Throughout, the narrative is sufficiently elastic to shift back and forth from present to past and sufficiently capacious to include a love story, a coming-of-age novel and Valentino's unfailingly engaging musings on human nature, love and death, as well as the meaning of the eponymous and ominous "What." There is also a good deal of African history, often ingeniously framed as dialogue or as a story shared by one of the boys, yet another effective deployment of fictional technique—in this case, to make us painlessly absorb a hefty dose of (in several senses of the word) hard information.

I suppose some merciless pruning could have reduced "What Is the What" by a few ounces, but by the time you reach its stunning and beautiful conclusion, you can't help feeling that the resonant power of its last lines derives at least in part from the cumulative weight of every word that has gone before.

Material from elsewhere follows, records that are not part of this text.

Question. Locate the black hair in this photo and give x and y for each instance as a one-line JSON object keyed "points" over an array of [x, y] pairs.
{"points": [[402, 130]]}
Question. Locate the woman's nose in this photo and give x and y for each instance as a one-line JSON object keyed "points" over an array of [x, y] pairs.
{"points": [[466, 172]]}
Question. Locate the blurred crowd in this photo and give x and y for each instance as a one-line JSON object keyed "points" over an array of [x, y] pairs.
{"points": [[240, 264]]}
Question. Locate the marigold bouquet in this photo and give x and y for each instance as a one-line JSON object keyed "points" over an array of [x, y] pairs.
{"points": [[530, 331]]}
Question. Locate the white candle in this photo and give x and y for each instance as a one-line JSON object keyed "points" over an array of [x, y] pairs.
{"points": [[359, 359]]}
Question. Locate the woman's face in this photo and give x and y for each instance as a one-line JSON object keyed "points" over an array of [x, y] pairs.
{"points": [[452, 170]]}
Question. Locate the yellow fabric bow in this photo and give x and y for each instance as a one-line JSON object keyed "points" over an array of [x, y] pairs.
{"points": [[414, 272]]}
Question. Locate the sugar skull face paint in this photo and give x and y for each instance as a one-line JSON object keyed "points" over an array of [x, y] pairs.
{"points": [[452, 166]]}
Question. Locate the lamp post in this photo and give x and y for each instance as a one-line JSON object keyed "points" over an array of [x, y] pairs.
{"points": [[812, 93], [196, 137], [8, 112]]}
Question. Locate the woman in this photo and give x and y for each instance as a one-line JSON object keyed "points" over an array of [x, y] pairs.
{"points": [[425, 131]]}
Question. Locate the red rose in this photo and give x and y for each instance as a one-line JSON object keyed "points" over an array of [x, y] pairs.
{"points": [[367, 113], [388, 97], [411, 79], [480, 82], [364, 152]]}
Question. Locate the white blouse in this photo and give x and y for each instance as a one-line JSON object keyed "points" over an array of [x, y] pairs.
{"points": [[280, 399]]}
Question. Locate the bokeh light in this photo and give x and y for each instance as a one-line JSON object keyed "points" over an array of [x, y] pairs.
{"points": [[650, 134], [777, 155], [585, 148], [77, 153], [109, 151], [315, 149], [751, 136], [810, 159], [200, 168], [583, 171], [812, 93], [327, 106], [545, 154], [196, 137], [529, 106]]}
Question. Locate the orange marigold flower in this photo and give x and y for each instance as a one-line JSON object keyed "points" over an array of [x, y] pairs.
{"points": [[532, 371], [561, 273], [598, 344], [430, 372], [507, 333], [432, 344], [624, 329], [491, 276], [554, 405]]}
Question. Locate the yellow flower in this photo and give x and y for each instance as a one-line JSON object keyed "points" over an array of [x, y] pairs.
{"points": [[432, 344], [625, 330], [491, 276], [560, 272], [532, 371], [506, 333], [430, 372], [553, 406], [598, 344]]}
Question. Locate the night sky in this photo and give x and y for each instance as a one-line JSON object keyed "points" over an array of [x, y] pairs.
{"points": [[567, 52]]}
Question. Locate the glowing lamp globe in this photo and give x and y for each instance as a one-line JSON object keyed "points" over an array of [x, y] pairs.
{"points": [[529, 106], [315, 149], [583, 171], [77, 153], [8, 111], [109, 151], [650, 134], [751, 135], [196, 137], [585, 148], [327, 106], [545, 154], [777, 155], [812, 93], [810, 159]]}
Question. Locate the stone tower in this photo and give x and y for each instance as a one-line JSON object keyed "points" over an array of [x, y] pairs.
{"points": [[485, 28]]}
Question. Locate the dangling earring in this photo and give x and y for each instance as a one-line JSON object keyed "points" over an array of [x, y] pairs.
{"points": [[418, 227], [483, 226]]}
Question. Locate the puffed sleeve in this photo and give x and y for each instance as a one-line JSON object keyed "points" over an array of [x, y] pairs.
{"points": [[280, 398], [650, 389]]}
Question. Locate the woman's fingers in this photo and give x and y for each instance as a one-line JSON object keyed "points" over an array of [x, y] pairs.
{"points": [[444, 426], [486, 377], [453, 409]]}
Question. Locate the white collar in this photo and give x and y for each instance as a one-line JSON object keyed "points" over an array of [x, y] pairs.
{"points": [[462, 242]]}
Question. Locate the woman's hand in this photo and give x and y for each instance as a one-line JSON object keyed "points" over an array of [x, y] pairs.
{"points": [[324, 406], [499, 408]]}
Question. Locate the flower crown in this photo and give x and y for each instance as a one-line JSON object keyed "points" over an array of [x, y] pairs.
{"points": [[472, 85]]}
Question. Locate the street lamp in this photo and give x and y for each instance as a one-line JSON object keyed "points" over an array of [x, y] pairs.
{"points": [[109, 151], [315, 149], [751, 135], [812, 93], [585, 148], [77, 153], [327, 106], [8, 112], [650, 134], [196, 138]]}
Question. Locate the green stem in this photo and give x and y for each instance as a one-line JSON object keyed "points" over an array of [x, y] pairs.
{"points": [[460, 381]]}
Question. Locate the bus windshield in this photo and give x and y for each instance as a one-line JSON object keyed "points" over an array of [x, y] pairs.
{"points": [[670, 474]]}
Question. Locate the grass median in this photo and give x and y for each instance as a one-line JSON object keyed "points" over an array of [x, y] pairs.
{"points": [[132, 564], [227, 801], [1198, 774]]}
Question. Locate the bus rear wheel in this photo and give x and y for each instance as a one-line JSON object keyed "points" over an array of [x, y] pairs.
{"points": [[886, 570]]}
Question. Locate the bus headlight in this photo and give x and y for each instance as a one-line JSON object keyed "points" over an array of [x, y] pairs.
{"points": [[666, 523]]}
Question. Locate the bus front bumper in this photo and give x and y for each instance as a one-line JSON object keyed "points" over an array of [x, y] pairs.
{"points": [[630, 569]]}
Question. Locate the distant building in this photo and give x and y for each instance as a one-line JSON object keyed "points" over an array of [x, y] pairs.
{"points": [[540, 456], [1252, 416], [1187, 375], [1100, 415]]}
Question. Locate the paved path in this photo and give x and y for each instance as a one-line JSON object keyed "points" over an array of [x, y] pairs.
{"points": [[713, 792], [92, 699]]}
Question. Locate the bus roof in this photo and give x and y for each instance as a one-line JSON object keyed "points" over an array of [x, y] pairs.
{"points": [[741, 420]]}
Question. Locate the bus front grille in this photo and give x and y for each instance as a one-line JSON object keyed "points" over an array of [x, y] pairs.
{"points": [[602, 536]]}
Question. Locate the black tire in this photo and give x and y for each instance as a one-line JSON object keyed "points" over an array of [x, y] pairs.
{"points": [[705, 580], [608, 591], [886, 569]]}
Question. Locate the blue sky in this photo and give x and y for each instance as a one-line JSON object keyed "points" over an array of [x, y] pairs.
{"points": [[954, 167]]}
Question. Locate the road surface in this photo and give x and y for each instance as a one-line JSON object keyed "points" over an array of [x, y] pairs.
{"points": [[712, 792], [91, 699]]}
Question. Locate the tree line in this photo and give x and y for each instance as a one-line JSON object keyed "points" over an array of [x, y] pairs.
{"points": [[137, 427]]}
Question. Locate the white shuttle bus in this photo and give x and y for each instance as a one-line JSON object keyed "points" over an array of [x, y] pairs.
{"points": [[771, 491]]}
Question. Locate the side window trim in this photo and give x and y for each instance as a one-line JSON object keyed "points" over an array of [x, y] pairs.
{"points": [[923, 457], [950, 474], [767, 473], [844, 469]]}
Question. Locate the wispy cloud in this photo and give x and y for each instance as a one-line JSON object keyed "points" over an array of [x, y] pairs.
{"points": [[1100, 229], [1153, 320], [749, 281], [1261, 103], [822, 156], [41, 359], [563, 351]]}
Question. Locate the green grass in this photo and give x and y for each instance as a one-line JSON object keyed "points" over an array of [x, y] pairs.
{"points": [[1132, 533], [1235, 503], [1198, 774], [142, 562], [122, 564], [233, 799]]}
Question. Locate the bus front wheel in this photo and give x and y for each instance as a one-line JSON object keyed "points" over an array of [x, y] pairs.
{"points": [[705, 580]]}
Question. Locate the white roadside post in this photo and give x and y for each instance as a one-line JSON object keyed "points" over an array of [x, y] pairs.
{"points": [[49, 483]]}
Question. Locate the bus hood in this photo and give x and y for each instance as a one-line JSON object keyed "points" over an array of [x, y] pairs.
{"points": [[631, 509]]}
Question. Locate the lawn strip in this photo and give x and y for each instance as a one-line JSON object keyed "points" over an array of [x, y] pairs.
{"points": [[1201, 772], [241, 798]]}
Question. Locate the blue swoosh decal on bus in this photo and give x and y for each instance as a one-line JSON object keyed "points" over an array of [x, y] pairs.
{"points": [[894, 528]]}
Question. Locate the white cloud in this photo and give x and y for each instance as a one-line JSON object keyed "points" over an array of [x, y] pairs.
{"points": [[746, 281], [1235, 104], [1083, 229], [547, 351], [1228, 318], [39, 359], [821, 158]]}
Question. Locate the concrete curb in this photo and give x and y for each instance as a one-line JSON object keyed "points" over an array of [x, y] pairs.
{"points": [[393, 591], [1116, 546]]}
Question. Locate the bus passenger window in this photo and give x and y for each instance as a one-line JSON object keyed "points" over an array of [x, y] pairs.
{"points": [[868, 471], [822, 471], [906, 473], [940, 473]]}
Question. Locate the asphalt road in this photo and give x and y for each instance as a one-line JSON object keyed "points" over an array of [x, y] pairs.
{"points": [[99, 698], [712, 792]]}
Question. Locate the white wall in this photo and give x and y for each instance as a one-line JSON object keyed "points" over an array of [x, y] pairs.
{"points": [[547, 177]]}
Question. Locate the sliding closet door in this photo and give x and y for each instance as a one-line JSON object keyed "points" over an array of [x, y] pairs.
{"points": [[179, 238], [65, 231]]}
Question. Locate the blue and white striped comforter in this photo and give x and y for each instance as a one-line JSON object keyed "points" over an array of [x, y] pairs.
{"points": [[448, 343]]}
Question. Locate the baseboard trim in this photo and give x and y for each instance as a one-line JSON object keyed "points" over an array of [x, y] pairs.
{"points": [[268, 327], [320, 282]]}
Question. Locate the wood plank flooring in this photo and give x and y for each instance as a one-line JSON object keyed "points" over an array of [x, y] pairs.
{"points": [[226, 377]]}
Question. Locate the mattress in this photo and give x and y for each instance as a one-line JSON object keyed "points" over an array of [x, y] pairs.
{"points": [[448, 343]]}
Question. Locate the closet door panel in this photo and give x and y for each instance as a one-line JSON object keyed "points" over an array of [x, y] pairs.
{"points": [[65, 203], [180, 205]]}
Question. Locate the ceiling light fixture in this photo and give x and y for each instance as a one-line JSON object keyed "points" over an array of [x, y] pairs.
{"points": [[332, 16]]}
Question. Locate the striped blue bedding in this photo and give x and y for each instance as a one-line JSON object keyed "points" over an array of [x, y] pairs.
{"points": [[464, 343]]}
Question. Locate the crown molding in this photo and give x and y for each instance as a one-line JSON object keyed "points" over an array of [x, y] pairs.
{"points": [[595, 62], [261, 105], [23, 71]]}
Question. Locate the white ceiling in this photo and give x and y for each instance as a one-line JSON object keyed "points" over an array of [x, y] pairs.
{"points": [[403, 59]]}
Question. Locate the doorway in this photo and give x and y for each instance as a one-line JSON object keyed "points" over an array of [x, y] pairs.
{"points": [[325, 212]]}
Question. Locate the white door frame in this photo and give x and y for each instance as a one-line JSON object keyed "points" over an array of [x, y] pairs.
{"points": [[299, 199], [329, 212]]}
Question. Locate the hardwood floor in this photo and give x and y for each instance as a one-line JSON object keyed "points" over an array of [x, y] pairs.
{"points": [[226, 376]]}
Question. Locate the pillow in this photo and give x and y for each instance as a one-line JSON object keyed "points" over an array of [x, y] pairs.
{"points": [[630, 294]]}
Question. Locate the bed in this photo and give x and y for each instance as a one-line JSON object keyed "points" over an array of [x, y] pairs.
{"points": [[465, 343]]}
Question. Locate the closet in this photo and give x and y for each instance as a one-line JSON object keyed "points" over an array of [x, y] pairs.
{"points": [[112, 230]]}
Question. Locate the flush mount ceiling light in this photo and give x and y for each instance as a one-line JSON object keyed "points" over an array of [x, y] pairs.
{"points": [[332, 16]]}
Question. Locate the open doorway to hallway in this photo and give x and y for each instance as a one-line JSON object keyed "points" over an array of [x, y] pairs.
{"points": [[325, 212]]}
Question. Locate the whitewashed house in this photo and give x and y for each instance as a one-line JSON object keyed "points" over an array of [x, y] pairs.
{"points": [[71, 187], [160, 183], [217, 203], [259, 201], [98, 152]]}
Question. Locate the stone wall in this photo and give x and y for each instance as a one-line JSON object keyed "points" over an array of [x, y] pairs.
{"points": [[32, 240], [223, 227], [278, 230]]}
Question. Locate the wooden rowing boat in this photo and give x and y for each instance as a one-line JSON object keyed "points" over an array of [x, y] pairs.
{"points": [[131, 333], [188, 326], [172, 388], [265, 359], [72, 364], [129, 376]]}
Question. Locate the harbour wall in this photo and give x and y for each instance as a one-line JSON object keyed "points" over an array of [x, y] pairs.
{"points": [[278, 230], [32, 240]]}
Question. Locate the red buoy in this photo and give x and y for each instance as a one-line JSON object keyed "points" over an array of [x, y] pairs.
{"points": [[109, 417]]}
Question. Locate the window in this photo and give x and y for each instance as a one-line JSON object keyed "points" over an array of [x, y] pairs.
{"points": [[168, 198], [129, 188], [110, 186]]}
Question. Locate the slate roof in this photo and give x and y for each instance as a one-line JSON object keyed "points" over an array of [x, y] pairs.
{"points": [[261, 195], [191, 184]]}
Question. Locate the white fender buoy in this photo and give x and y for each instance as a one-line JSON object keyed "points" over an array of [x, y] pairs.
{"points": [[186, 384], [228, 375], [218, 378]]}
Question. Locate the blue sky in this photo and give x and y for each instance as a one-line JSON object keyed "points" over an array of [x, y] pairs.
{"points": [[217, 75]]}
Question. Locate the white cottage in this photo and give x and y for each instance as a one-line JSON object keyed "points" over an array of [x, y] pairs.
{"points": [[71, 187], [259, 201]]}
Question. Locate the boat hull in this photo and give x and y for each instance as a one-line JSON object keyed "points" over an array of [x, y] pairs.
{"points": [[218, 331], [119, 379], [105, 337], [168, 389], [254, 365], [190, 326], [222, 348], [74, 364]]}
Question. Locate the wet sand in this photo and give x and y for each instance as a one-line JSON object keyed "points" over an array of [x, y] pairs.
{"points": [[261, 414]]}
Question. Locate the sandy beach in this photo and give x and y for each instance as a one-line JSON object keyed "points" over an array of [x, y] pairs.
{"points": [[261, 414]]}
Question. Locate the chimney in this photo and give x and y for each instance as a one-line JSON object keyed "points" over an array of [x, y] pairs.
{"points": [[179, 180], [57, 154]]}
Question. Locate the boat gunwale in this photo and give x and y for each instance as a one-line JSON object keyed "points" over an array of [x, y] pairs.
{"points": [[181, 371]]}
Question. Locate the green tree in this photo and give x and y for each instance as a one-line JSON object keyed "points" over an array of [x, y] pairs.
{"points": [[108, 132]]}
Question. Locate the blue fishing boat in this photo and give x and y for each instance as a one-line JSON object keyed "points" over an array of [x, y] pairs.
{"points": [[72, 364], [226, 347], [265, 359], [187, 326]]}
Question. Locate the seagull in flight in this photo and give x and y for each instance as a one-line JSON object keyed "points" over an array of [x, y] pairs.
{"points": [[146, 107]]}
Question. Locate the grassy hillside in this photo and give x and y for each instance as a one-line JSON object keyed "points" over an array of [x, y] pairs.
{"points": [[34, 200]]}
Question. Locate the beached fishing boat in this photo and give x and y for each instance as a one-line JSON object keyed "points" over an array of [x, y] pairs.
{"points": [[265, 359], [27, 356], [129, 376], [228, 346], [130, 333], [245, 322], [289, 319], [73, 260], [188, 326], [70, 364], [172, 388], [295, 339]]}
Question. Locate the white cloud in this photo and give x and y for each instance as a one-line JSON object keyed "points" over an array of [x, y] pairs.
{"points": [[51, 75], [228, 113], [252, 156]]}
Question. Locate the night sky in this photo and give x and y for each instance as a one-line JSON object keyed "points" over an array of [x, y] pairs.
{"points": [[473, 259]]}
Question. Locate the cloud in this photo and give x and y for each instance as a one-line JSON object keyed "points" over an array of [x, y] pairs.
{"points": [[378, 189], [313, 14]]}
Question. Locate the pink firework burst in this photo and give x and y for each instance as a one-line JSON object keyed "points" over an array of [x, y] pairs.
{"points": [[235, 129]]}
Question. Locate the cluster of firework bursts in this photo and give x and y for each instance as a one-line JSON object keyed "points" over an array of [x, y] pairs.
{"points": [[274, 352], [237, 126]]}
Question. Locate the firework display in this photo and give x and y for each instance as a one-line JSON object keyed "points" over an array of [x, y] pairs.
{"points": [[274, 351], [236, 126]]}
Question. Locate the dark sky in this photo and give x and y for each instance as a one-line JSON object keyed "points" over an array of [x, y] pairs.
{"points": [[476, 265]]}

"Whatever I do," Valentino assures us, "however I find a way to live, I will tell these stories. ... I speak to you because I cannot help it. It gives me strength, almost unbelievable strength, to know that you are there. ... I am alive and you are alive so we must fill the air with our words. I will fill today, tomorrow, every day until I am taken back to God. I will tell stories to people who will listen and to people who don't want to listen, to people who seek me out and to those who run. All the while I will know that you are there. How can I pretend that you do not exist? It would be almost as impossible as you pretending that I do not exist."

Reading "What Is the What" does indeed make it impossible to pretend that Valentino Achak Deng and the other Lost Boys and all the men and women and children who have suffered, and continue to suffer, fates like his do not exist. Dave Eggers has made the outlines of the tragedy in East Africa—so vague to so many Americans—not only sharp and clear but indelible. An eloquent testimony to the power of storytelling, "What Is the What" is an extraordinary work of witness, and of art.